Data movement and processing on a vast scale is necessary for optimal RAG workflow performance. With 8 petaflops of computational power and 288 GB of fast HBM3e memory, the NVIDIA GH200 Grace Hopper Superchip is perfect; it can achieve a 150x speedup compared to a CPU. Companies may construct a broad range of assistants to support workers and customers after they are accustomed to RAG. They can integrate off-the-shelf or bespoke LLMs with internal or external knowledge sources. There is no need for a data center to run RAG. Thanks to NVIDIA software, which makes a wide variety of apps accessible on laptops, LLMs are now available on Windows PCs.
What Is the Difference Between a RAG and a Chatbot?
Key Take Aways From This Webinar
- Transformations created by the use of chatbots, AI assistants, and copilots
- How is RAG (retrieval-augmented generation) a powerful technique driving generative AI applications?

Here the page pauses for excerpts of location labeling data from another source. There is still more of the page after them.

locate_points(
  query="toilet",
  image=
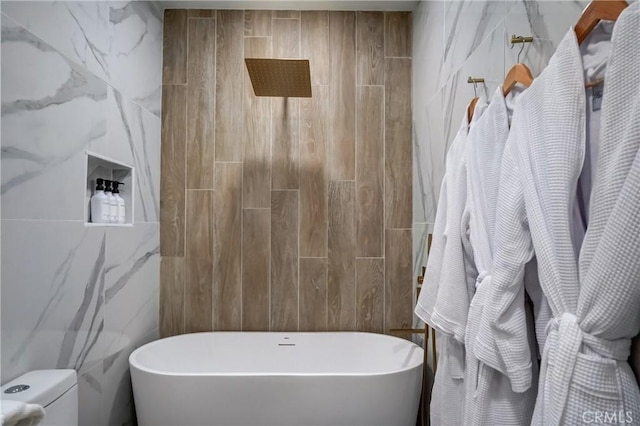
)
(55, 390)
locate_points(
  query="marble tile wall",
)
(79, 76)
(298, 211)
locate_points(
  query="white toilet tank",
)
(55, 390)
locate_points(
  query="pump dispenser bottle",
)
(113, 203)
(100, 207)
(119, 202)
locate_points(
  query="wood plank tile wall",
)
(286, 214)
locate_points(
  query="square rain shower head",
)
(287, 78)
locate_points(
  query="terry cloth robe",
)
(489, 399)
(448, 382)
(570, 188)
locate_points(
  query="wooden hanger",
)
(519, 73)
(471, 108)
(474, 101)
(598, 10)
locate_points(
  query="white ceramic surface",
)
(259, 378)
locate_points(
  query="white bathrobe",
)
(447, 396)
(489, 399)
(570, 189)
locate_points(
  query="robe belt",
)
(566, 338)
(481, 276)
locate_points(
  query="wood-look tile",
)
(398, 34)
(286, 14)
(341, 289)
(342, 84)
(313, 180)
(370, 177)
(285, 143)
(227, 314)
(313, 294)
(202, 13)
(370, 295)
(286, 38)
(286, 114)
(257, 23)
(284, 261)
(398, 161)
(199, 284)
(201, 94)
(256, 237)
(398, 279)
(257, 133)
(370, 43)
(172, 184)
(172, 280)
(314, 44)
(174, 47)
(229, 82)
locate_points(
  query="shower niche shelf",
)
(99, 166)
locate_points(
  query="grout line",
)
(355, 169)
(241, 240)
(186, 193)
(384, 180)
(298, 166)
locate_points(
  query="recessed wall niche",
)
(99, 166)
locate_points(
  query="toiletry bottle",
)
(119, 201)
(100, 207)
(113, 203)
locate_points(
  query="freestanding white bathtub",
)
(283, 379)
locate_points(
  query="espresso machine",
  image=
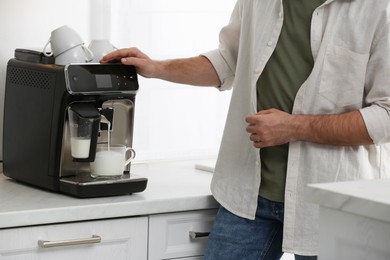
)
(37, 143)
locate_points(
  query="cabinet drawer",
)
(104, 239)
(169, 234)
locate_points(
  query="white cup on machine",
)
(67, 47)
(100, 48)
(110, 161)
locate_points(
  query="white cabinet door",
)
(120, 239)
(169, 234)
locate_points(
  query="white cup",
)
(61, 40)
(110, 161)
(77, 54)
(100, 48)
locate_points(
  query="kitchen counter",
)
(354, 219)
(368, 198)
(172, 187)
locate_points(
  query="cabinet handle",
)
(73, 242)
(198, 235)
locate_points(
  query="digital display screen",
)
(91, 79)
(103, 81)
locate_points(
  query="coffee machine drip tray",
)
(84, 186)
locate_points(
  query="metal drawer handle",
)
(198, 235)
(73, 242)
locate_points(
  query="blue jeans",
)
(236, 238)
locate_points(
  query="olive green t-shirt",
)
(287, 69)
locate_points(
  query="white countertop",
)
(172, 187)
(368, 198)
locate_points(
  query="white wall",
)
(172, 121)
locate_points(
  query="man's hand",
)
(269, 128)
(274, 127)
(145, 66)
(196, 71)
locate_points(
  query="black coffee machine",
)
(36, 135)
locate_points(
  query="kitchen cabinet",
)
(353, 219)
(105, 239)
(179, 234)
(168, 236)
(153, 224)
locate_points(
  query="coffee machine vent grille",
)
(28, 78)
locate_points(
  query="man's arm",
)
(273, 127)
(196, 71)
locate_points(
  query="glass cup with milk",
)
(80, 134)
(110, 161)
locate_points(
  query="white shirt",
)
(351, 48)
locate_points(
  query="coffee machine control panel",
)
(93, 78)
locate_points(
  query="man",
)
(310, 103)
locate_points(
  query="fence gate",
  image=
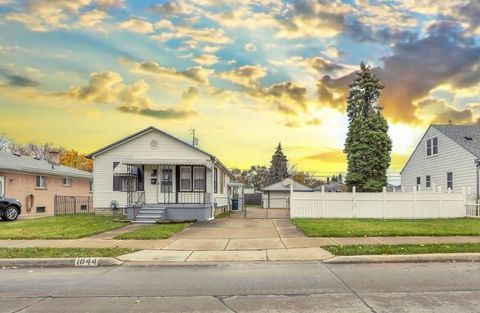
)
(65, 205)
(278, 209)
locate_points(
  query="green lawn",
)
(402, 249)
(58, 227)
(155, 231)
(377, 227)
(12, 253)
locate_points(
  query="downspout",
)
(214, 161)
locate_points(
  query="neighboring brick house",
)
(35, 182)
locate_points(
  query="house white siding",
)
(451, 157)
(138, 148)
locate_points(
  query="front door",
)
(2, 186)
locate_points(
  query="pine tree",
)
(368, 145)
(278, 166)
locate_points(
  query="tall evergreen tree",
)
(368, 145)
(278, 170)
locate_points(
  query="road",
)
(260, 287)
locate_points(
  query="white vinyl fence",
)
(383, 205)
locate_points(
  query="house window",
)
(215, 180)
(167, 180)
(41, 182)
(198, 178)
(432, 146)
(185, 178)
(450, 180)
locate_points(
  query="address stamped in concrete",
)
(86, 262)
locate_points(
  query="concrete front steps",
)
(150, 214)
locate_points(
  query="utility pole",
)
(195, 140)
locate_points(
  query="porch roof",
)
(206, 163)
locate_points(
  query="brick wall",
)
(21, 185)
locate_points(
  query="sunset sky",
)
(246, 74)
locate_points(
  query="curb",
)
(409, 258)
(60, 262)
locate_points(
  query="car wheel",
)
(10, 214)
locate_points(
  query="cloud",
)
(16, 80)
(416, 67)
(206, 59)
(250, 47)
(196, 74)
(108, 88)
(137, 25)
(247, 75)
(438, 112)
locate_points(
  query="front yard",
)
(377, 227)
(58, 227)
(402, 249)
(155, 231)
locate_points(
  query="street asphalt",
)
(248, 287)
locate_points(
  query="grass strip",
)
(402, 249)
(388, 228)
(14, 253)
(154, 231)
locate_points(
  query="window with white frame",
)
(432, 146)
(198, 178)
(450, 180)
(41, 182)
(185, 178)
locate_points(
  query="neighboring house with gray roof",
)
(277, 196)
(444, 157)
(36, 182)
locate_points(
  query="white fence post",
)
(323, 201)
(384, 202)
(354, 203)
(291, 200)
(414, 202)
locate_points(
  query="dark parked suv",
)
(9, 208)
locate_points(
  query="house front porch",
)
(175, 190)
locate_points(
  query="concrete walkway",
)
(231, 239)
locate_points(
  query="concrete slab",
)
(232, 256)
(290, 232)
(343, 241)
(301, 254)
(307, 242)
(144, 244)
(156, 256)
(255, 244)
(307, 304)
(92, 243)
(198, 244)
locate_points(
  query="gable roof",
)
(149, 129)
(457, 134)
(460, 133)
(279, 186)
(13, 162)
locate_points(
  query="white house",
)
(277, 196)
(156, 176)
(444, 157)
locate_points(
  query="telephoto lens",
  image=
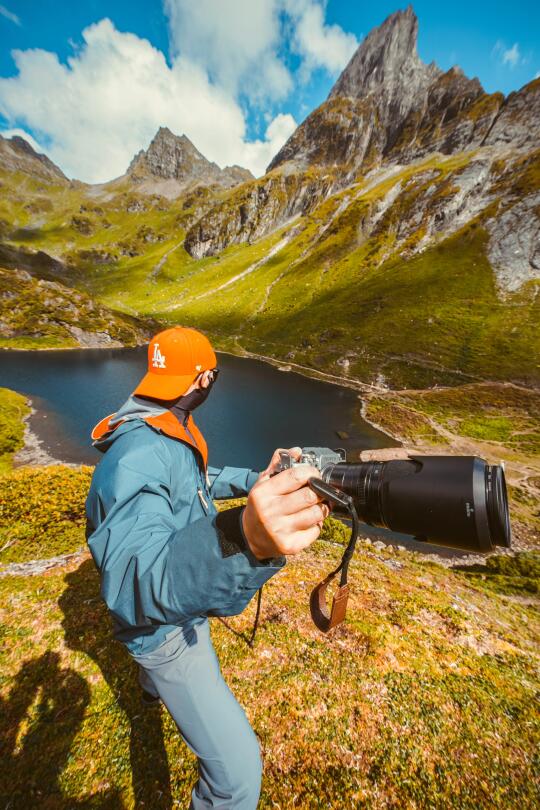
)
(454, 501)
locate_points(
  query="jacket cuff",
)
(252, 479)
(233, 540)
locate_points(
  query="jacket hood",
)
(131, 414)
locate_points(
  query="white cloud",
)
(236, 42)
(9, 15)
(510, 57)
(112, 96)
(95, 112)
(9, 133)
(320, 45)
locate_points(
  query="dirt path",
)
(157, 267)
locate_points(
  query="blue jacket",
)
(166, 556)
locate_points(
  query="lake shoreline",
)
(32, 453)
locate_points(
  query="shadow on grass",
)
(87, 629)
(38, 722)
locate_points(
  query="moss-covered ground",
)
(499, 422)
(424, 698)
(13, 409)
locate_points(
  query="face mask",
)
(192, 400)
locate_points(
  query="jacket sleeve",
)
(231, 482)
(154, 571)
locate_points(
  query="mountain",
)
(175, 159)
(393, 241)
(16, 155)
(386, 109)
(36, 313)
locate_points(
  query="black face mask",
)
(183, 406)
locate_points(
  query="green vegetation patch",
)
(424, 697)
(42, 512)
(517, 574)
(13, 409)
(36, 313)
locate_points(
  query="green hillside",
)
(316, 291)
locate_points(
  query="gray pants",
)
(184, 672)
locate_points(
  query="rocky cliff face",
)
(174, 158)
(387, 110)
(16, 155)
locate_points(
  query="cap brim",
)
(164, 387)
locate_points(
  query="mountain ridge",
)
(391, 257)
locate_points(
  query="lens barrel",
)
(454, 501)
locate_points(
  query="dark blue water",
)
(253, 408)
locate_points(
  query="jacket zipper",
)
(202, 500)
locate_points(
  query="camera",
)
(455, 501)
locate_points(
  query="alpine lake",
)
(253, 408)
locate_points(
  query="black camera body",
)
(454, 501)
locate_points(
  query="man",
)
(168, 560)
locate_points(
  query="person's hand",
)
(273, 465)
(283, 515)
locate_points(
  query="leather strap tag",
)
(322, 618)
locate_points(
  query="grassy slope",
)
(424, 698)
(497, 422)
(37, 314)
(13, 409)
(320, 299)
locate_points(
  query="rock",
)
(386, 110)
(519, 119)
(514, 244)
(16, 155)
(173, 157)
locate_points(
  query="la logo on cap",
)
(158, 359)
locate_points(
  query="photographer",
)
(168, 560)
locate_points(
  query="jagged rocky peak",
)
(385, 98)
(17, 155)
(174, 157)
(387, 61)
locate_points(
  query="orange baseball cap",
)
(175, 358)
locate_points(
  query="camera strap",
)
(324, 618)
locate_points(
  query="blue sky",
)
(235, 75)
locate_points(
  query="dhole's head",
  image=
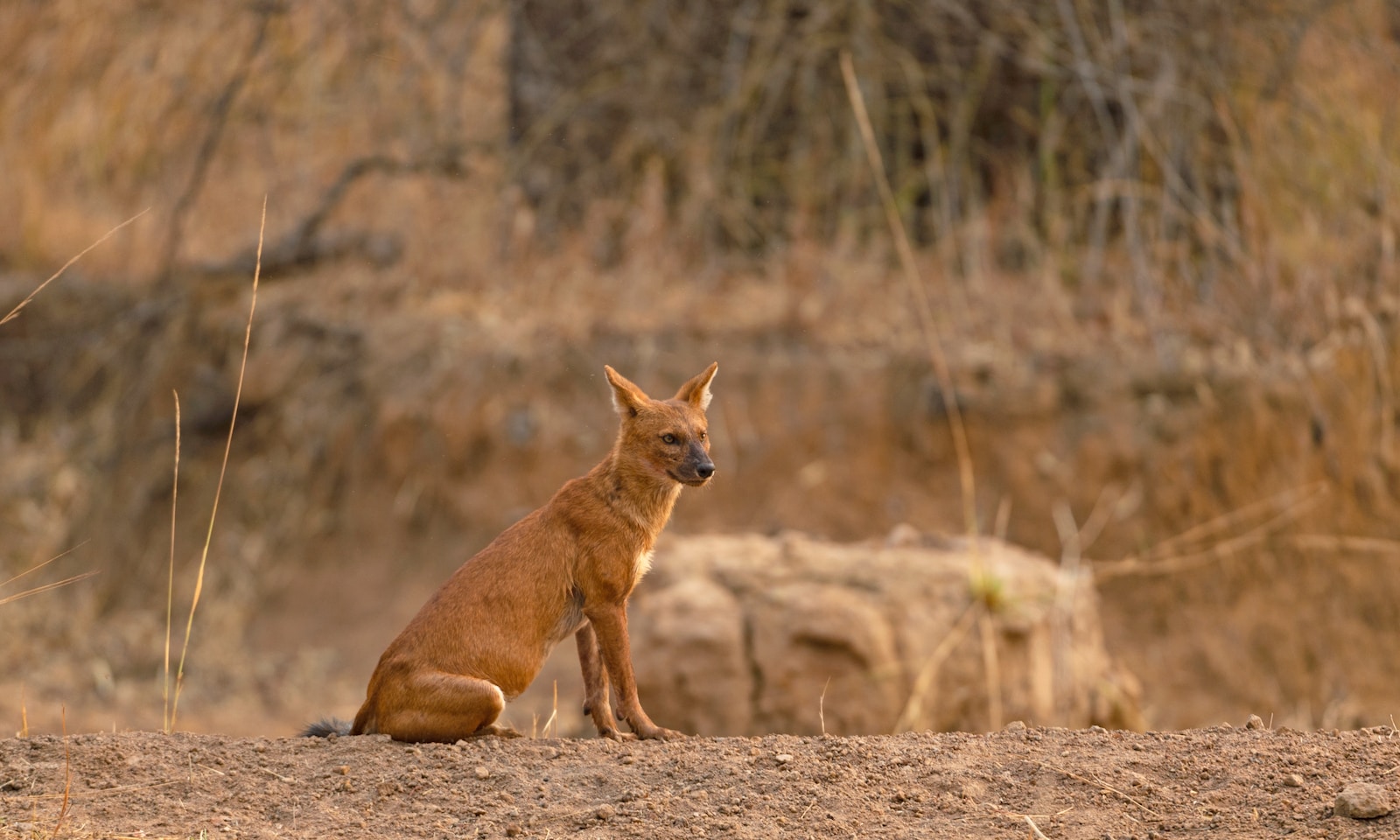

- Key use cases of AI-powered assistants
- How to build safe, secure AI chatbots that stay on task?
Speakers
Read: 4 Common Myths Related To Women In The Workplace
NVIDIA’s AI Workflow
NVIDIA AI Workflows consist of a bundled product that includes the AI framework and the necessary tools for automating a cloud-native solution. AI workflows have pre-built components that are designed for business use and adhere to industry standards for reliability, security, performance, scalability, and interoperability. These components also provide flexibility for customization.
An ordinary procedure could be like the diagram provided below:
Each process in this stack includes opinionated direction and sample components at every tier. Additionally, information is provided on how to connect the AI solution with these components.
Hardware
The utilization of NVIDIA AI Enterprise necessitates the use of GPU-accelerated hardware or cloud instances that are compatible. Each process is accompanied by precise needs and specifications.
Infrastructure and Orchestration
The NVIDIA Cloud Native Stack serves as an illustrative Kubernetes distribution for deploying and orchestrating workloads.
Supporting Software
The NVIDIA Cloud Native Service Add-on Pack facilitates the deployment of a collection of components that are essential for performing various services commonly needed in a production enterprise setting, including authentication/authorization, monitoring, storage/database, and more.
Applications
The example microservices are presented as a sequence of Helm charts and tailored containers, which are deployed as part of the workflow. Their purpose is to showcase the process of customizing and constructing an AI application using NVIDIA frameworks, as well as integrating this application with other microservices and enterprise software components.